Closed luciansmith closed 2 years ago
Seems somewhat hard to fix.
This StackOverflow post suggests a few Python packages for dealing with this https://stackoverflow.com/questions/436220/how-to-determine-the-encoding-of-text
If we can't fix it, just noticing it and reporting to the curator should be sufficient, then.
(There may be a subset we could recognize and fix--just fixing smart quotes and dashes would get maybe 80% of the way there.)
I think that 053cdc40260030a656ab3f69937989db28c33f88 distorts some of the meaning by removing the bad characters. Some appear to need to be replaced with Greek characters e.g., \mu M
I'm sure that's the case.

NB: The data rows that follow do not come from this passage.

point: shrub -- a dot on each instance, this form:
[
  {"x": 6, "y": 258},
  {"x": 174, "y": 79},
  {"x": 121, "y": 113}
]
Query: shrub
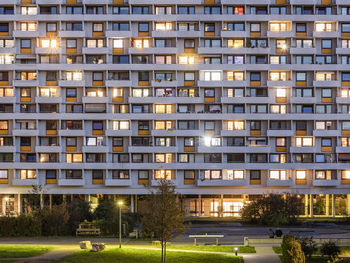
[
  {"x": 287, "y": 239},
  {"x": 23, "y": 225},
  {"x": 295, "y": 253},
  {"x": 79, "y": 211},
  {"x": 54, "y": 221},
  {"x": 272, "y": 210},
  {"x": 308, "y": 245},
  {"x": 330, "y": 250}
]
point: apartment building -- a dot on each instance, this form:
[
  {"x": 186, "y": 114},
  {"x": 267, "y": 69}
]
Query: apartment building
[{"x": 230, "y": 100}]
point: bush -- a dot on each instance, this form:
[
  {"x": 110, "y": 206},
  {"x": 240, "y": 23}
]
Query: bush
[
  {"x": 287, "y": 239},
  {"x": 295, "y": 253},
  {"x": 308, "y": 245},
  {"x": 23, "y": 225},
  {"x": 330, "y": 250},
  {"x": 272, "y": 210},
  {"x": 79, "y": 211}
]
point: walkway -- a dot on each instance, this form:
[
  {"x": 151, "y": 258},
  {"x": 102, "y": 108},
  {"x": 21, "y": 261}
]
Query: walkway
[{"x": 263, "y": 255}]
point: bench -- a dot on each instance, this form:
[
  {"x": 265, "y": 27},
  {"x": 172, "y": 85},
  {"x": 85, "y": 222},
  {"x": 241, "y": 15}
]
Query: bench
[
  {"x": 87, "y": 229},
  {"x": 206, "y": 236}
]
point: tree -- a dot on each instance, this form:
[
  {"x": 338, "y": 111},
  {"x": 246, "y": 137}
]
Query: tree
[
  {"x": 163, "y": 217},
  {"x": 79, "y": 210},
  {"x": 273, "y": 210}
]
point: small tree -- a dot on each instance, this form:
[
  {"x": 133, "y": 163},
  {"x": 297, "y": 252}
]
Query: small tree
[{"x": 164, "y": 217}]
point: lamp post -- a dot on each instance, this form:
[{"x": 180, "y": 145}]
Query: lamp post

In many (if not most) cases, I couldn't even tell what the original character was supposed to be.
If we don't know what the character is intended to be, I'd suggest replacing the bad character with ?
. This would communicate the uncertainty rather than distorting the meaning.
See #104 for recommendations for how to do this.
OK! This was actually simply my own fault for trying to read in UTF-8 files (which the XML is expressly labeled as) in Python with a bare 'open' command. It turns out that if you're reading a UTF-8 file, you need to say this explicitly:
f = open(file, "r", encoding="utf-8")
Thank for the pointers to the python packages; they were helpful in making me realize the files were always in utf-8 just like they should be.
Many SBML files have character encoding issues, particularly in author lists and abstracts where things are cut and pasted in from one character encoding scheme to a different one. In many cases, this makes it impossible for (say) Python to read the file directly (though it can be read by libsbml anyway. Need to investigate what it does with the encoding.) This should be tested at least, and ideally fixed.
See https://github.com/sys-bio/temp-biomodels/commit/053cdc40260030a656ab3f69937989db28c33f88 for manual fixes.